Nous devons aussi engager une refonte de la fiscalité et renforcer la cotisation sociale pour un nouvel âge de la Sécurité sociale. Voilà un cahier de revendications pour le mouvement social !
La logique est un choc d’efficacité sociale et économique, en boostant les capacités humaines et en transformant le comportement des entreprises. Il est temps d’engager les transformations (nationalisations d’un nouveau type, sécurisation de l’emploi et de la formation, planification écologique et sociale) sans matraquer fiscalement le pays.
Macron doit nommer un premier ministre de gauche pour mettre en œuvre une politique en phase avec ce socle économique, avec le programme du NFP. Les « modérés » doivent prendre leurs responsabilités. Discutons à partir de ce programme pour sortir le pays des difficultés et faire barrage à l’extrême droite.
"Nous proposons un contre-budget afin d’améliorer immédiatement le sort des salariés et trouver des recettes grâce à une croissance durable"
Le point de vue de Liem Hoang-Ngoc
Le contre-budget du Parti socialiste montre que des alternatives réalistes au plan Bayrou existent. Sa priorité est d’instaurer la justice fiscale et financer un plan de relance écologique et sociale, alors que la planète brûle, que les inégalités explosent et que le chômage sévit en Europe. Au total, l’effort demandé est deux fois moins important que le plan d’austérité de 44 milliards d’euros, excessif et injuste, programmé par le premier ministre. Notre politique met à contribution les classes riches, dont les revenus et patrimoines ont explosé. Elle ne pèse pas sur les travailleurs et accroît le pouvoir d’achat des bas salaires. La décomposition des différents volets de notre plan permet d’en mesurer les impacts économiques.

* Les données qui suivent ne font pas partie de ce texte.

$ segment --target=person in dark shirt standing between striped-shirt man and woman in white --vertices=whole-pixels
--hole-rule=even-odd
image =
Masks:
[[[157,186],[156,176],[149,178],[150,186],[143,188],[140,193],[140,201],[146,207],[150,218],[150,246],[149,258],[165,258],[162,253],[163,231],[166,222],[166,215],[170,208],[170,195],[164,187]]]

Côté recettes, alors que le plan Bayrou augmente « en année blanche » de 11,8 milliards les impôts des classes moyennes et modestes (notamment en rendant imposables 380 000 foyers qui ne l’étaient pas), notre plan instaure la taxe Zucman sur les hauts patrimoines, réforme la flat tax sur les revenus du capital, rabote certaines niches fiscales comme le crédit impôt recherche, le crédit d’impôt sur les aides aux particuliers et abaisse le seuil d’exonération des cotisations patronales. Il réduit le taux de la CSG en dessous de 1,4 Smic (afin d’augmenter de 900 euros par an le pouvoir d’achat des salariés les plus modestes).
Côté dépenses, il réduit de 5 milliards les dépenses inutiles, et relance de 19 milliards les investissements utiles en faveur de la transition écologique, du logement, des transports et des services publics. Enfin, il abroge la réforme des retraites et ouvre la négociation sociale sur le financement de notre régime par répartition.

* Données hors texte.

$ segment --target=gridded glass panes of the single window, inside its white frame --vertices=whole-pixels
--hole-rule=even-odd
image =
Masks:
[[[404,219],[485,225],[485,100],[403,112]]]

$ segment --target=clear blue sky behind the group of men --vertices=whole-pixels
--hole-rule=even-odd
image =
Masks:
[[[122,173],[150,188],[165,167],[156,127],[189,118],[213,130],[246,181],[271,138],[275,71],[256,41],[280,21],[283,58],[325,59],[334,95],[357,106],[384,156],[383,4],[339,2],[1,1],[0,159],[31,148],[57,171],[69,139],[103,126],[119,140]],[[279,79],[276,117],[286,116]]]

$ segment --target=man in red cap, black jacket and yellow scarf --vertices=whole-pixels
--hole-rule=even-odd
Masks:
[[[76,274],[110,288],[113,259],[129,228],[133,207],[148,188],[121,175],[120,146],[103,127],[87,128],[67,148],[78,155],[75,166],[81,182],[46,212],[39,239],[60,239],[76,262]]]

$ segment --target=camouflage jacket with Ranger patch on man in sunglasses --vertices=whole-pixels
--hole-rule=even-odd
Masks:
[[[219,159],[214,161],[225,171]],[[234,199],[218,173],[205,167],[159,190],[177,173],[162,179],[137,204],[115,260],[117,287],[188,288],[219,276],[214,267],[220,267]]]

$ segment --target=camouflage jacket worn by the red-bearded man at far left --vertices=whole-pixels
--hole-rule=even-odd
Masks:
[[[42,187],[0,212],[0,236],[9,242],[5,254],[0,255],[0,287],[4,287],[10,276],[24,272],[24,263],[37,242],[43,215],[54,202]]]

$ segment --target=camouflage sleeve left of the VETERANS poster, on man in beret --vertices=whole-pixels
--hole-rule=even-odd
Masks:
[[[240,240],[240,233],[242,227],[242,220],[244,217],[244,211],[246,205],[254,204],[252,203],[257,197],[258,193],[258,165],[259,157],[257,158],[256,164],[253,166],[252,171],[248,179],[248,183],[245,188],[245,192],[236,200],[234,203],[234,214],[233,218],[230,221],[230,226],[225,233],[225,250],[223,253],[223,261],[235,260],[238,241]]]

L’effort fiscal, de l’ordre de 30 milliards, est donc centré sur les classes riches, dont la propension à épargner est forte et qui sont les bénéficiaires du capitalisme financier. Il se justifie d’autant plus que le taux d’épargne en France atteint 18 % (contre 14 % habituellement). Taxer l’épargne des classes riches pour distribuer en faveur des classes modestes (qui dépensent l’intégralité de leur revenu car elles sont trop pauvres pour épargner) est de nature à accroître la propension à consommer de l’ensemble de l’économie.
Avec les mesures de relance précédemment mentionnées, l’effet multiplicateur (sur la production) de la relance l’emporte sur les effets résultant de l’effort fiscal nécessaire. Son financement est complété par l’emprunt, aboutissant à un déficit public de 5 % du PIB. Cette politique soutient une croissance durable, source de recettes fiscales induites permettant de stabiliser le ratio dette/PIB, puis de le réduire. Elle remet la France sur une trajectoire macroéconomique crédible, ramenant en sept ans l’économie vers le plein-emploi, avec un déficit public inférieur à 3 % du PIB en 2032. Dans un Parlement sans majorité absolue, elle peut améliorer immédiatement le sort des salariés, grâce à des majorités de circonstance, sans bruit, ni fureur.